# Ovulating before HCG levels completely drop?



## Sorsha

Hi all, I'm new in this section of the forums. Lost my first pregnancy about a month ago (found out at 8 1/2 weeks that fetus had stopped growing at 5 1/2 weeks; miscarriage didn't happen naturally so moved things along with Misoprostol at 10 1/2 weeks). 

Since the bleeding stopped, DH and I have been NTNP. We BDed a couple times in the third week after I used the Misoprostol, but I was monitoring my HCG with home pregnancy tests then, and was getting an increasingly faint but still visible line. So I assumed there was no way I was ovulating yet. Then I went away on a business trip for a week, so no BDing. Got back a couple days ago, and this morning I woke up feeling queasy. I've continued to feel queasy all morning. It feels a lot like I did early on in my previous pregnancy.

Has anyone here gotten pregnant at a time when they must have ovulated while still getting positive HPTs from the miscarriage? I know it's not likely (and there are lots of other reasons I could feel queasy), but I'm wondering if it's possible at all. Because if it's impossible, I can just put it out of my mind! 

(I did do a HPT this morning just to check, and could see no line at all.
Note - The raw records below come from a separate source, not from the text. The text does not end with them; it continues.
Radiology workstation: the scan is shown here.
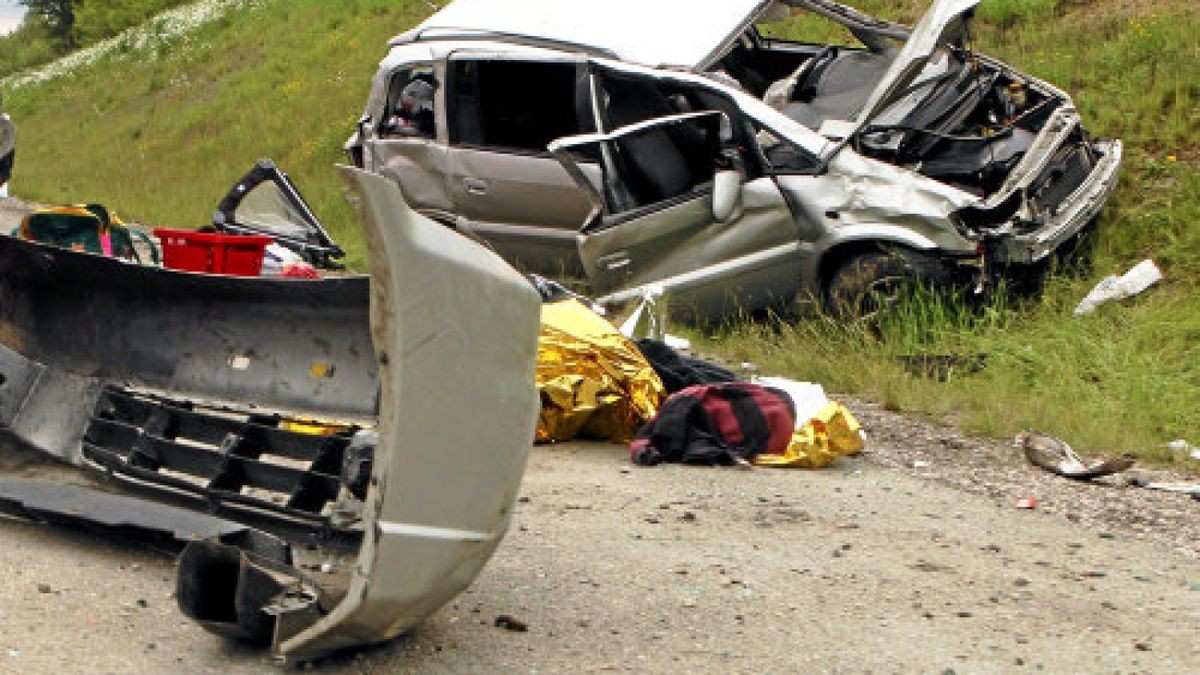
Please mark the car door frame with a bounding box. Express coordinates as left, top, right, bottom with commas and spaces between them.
442, 47, 599, 276
550, 105, 802, 318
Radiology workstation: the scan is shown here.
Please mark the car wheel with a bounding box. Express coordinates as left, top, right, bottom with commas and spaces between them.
826, 251, 908, 318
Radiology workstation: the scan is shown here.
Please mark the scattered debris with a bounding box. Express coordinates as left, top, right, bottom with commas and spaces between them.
1015, 431, 1134, 480
1163, 438, 1200, 460
1075, 258, 1163, 316
492, 614, 529, 633
896, 353, 988, 382
620, 286, 691, 350
1129, 476, 1200, 501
At least I know the old HCG is all out of my system now!)


----------



## amytrisha

I researched about this after my MMC and most places say you can't but there were some women who were confident that they did so I can't be 100% sure on that one but I do know that before your first AF most women's pregnancy symptoms return, mine sure did and I went through tonnes of hpt's lol -.- unfortunately af came full swing.
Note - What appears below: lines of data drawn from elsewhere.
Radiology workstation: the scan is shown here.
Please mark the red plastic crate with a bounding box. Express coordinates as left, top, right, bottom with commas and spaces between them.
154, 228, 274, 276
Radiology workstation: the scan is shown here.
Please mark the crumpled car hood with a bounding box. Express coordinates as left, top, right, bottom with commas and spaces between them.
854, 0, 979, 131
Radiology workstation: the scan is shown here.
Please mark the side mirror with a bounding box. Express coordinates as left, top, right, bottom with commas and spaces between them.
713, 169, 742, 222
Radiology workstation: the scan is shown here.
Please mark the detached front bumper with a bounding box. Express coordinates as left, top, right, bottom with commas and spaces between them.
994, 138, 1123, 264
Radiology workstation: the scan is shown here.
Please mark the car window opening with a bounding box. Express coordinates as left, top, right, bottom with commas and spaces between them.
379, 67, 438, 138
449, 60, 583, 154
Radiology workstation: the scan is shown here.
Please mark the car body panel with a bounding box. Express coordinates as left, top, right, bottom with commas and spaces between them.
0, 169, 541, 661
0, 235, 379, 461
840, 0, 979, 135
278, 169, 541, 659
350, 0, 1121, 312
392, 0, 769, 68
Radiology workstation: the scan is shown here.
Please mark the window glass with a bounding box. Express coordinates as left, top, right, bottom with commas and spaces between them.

Fingers x'd you do get your bfp though, your most fertile after a pregnancy so I wouldn't rule it out! 

Welcome to the forum :wave: x


----------



## ttc1soon

It is possible to ovulate if you HCG levels are under 20 or something like that. (its been a while but I looked it up before) I hope you get your period back soon (if you don't get pregnant before) because that really gets you more regular and easier to predict ovulation and possibly get pregnant. Be warned you cycles might be different now. Mine got longer and my ovulation happened after CD20 when it use to be CD15.


----------



## Sorsha

amytrisha said:


> I researched about this after my MMC and most places say you can't but there were some women who were confident that they did so I can't be 100% sure on that one but I do know that before your first AF most women's pregnancy symptoms return, mine sure did and I went through tonnes of hpt's lol -.- unfortunately af came full swing.
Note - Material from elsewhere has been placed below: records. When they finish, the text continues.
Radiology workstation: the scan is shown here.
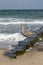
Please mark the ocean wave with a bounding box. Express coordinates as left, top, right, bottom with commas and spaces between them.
0, 21, 43, 25
0, 33, 26, 42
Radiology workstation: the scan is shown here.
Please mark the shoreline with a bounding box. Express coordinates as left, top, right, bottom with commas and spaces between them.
0, 48, 43, 65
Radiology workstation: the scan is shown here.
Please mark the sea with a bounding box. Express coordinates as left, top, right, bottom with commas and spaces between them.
0, 10, 43, 43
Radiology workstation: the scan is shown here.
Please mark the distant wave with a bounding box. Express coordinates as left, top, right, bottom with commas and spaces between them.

Good point! How long did it take after you started getting symptoms before AF showed up? So much waiting in this TTC process! *sigh*



ttc1soon said:


> It is possible to ovulate if you HCG levels are under 20 or something like that. (its been a while but I looked it up before) I hope you get your period back soon (if you don't get pregnant before) because that really gets you more regular and easier to predict ovulation and possibly get pregnant. Be warned you cycles might be different now. Mine got longer and my ovulation happened after CD20 when it use to be CD15.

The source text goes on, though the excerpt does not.